This analysis makes use of data from a personal activity monitoring device. This device collects data at 5 minute intervals through out the day. The data consists of two months of data from an anonymous individual collected during the months of October and November, 2012 and include the number of steps taken in 5 minute intervals each day.
if (!file.exists("repdata%2Fdata%2Factivity.zip")){
fileURL <- "https://d396qusza40orc.cloudfront.net/repdata%2Fdata%2Factivity.zip"
download.file(fileURL, "repdata%2Fdata%2Factivity.zip")
}
if (!file.exists("activity.csv") ){
unzip("repdata%2Fdata%2Factivity.zip")
}
data <- read.csv("activity.csv")
With the data frame “data”, a series of questions will be addressed.
stepPerDay <- with(data, tapply(steps, date, sum))
mean <- mean(stepPerDay, na.rm = TRUE)
median <- median(stepPerDay,na.rm = TRUE)
hist(stepPerDay, xlab = "Steps Per Day", main = "Histogram of Steps Per Day", col = "red", breaks = 10)
abline(v=mean, lwd = 15, col = 'blue')
abline(v=median, lwd = 3, col = 'green')
legend("topright", pch = 15, col = c("blue", "green"), legend = c("Mean", "Median"))
The total number of steps taken per day have a mean of 1.076618910^{4} and a median of 10765, without missing values.
aveWithDate <- with(data, tapply(steps, interval, mean, na.rm = TRUE))
interval <- seq(0,23*60 +55, 5)
plot(interval, aveWithDate, type = "l", xlab = "Minute of the Day", ylab = "Average Steps", main = "Average Steps Taken within 5 minutes")
points(interval[which(aveWithDate == max(aveWithDate))], max(aveWithDate), col = "red", cex = 1.2, pch = 19)
maxTime <- which(aveWithDate == max(aveWithDate))
max <- names(maxTime)
On average across October and November, the 5-minute interval 835 (8:35 am - 8:40 am) contains the maximum number of steps.
missing <- sum(is.na(data$steps))
nrow <- nrow(data)
There are 2304 out of 17568 rows of data without the number of steps.

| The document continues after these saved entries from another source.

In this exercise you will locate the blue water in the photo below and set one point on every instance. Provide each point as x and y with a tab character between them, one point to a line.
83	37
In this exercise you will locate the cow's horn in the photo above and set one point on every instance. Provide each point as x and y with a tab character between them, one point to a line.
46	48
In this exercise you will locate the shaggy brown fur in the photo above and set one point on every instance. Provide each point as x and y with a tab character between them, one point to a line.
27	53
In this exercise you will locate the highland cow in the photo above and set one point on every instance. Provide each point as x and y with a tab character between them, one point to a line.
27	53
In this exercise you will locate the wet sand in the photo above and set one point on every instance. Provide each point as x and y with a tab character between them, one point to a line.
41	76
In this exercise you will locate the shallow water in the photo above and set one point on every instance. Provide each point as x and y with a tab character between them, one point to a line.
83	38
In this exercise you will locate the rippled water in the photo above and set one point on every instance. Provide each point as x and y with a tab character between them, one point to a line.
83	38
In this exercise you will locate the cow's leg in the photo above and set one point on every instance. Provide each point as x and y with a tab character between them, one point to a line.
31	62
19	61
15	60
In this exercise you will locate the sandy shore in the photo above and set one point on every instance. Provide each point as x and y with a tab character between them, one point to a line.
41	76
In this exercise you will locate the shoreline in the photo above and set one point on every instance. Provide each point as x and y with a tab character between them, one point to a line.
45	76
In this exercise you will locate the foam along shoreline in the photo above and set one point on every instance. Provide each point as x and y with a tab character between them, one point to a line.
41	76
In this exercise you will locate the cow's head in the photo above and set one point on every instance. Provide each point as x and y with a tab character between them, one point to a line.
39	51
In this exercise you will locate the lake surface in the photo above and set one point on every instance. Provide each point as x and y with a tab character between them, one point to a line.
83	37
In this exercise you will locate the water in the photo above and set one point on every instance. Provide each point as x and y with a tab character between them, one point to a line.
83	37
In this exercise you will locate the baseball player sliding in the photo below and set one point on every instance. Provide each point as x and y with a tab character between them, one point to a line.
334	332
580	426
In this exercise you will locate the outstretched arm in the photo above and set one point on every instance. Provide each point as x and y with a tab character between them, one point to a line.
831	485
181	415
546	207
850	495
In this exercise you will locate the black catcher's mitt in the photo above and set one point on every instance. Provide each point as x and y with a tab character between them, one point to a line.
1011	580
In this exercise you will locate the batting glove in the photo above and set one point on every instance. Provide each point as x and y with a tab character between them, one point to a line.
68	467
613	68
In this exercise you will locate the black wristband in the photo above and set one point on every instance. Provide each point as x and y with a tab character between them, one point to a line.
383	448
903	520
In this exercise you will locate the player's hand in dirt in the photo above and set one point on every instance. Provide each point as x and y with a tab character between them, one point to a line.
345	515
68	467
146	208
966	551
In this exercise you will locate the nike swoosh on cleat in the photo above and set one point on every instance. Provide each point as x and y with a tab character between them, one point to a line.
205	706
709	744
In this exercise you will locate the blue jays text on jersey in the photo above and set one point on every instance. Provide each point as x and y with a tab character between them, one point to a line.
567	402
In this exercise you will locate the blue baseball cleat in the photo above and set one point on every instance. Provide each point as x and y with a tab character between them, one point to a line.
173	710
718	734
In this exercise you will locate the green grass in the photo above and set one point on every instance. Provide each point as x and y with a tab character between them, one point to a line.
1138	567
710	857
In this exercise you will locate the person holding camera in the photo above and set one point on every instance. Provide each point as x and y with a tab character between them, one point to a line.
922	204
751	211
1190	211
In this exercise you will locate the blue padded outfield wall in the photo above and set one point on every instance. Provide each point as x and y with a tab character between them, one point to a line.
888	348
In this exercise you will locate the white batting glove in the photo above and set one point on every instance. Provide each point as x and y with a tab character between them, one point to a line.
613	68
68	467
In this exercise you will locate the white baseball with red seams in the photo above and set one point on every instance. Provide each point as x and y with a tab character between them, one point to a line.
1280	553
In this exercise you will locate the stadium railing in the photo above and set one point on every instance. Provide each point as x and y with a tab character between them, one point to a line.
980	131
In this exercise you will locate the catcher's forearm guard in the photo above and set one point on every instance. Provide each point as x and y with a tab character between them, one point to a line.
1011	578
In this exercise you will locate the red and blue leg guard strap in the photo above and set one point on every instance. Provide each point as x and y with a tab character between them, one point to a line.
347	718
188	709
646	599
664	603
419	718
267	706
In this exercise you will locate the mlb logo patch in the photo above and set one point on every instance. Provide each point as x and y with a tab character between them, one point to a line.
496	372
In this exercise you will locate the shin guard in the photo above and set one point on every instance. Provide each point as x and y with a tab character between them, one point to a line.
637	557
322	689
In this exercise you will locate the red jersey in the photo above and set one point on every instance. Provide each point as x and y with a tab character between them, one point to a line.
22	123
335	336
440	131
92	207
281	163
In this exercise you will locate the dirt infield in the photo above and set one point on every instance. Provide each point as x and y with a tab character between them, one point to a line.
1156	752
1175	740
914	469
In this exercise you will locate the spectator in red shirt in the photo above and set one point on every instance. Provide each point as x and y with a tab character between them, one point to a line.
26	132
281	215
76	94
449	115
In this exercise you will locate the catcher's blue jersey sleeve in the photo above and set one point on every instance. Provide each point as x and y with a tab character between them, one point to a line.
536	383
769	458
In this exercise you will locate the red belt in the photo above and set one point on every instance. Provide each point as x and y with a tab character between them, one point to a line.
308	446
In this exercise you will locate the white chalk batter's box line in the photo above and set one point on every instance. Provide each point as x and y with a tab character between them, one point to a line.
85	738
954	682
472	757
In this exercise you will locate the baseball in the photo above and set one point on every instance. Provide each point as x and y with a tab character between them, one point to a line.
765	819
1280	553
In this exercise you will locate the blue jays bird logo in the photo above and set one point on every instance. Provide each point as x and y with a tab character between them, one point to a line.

In this analysis, the steps taken of each 5-minute interval, averaged across all days, will be used to fill the missing values. A new data set “data1” is created.
data1 <- data
for (i in 1:dim(data1)[1]){
if (is.na(data1[i,1])){
num <- as.character(data1[i,3])
data1[i,1] <- round(aveWithDate[num])
}
}
stepPerDay1 <- with(data1, tapply(steps, date, sum))
mean1 <- mean(stepPerDay1, na.rm = TRUE)
median1 <- median(stepPerDay1,na.rm = TRUE)
par(mfrow = c(1,2))
hist(stepPerDay1, xlab = "Steps Per Day", main = "After NA filled", col = "red", breaks = 10)
hist(stepPerDay, xlab = "Steps Per Day", main = "Before NA filled", col = "red", breaks = 10)
The new number of steps has a mean of 1.076563910^{4} and a median of 1.076210^{4}, which are roughly the same as those before missing values are filled in.
However, the distribution of the total steps per day are more concentrated to its center, that is, becomes less sparse.
data1$weekend[weekdays(as.Date(data1$date)) %in% c("Saturday", "Sunday")] <- "weekend"
data1$weekend[!(weekdays(as.Date(data1$date)) %in% c("Saturday", "Sunday"))] <- "weekday"
data1$weekend <- as.factor(data1$weekend)
aveWithDate1 <- with(data1, tapply(steps, list(interval,weekend), mean))
interval <- seq(0,23*60 +55, 5)
aveWithDate1 <- as.data.frame(cbind(interval, aveWithDate1))
require(reshape2)
## Loading required package: reshape2
aveWithDate1 <- melt(aveWithDate1, id.vars="interval")
library(lattice)
xyplot(value ~ interval | variable, data = aveWithDate1, layout = c(1, 2), type = "l")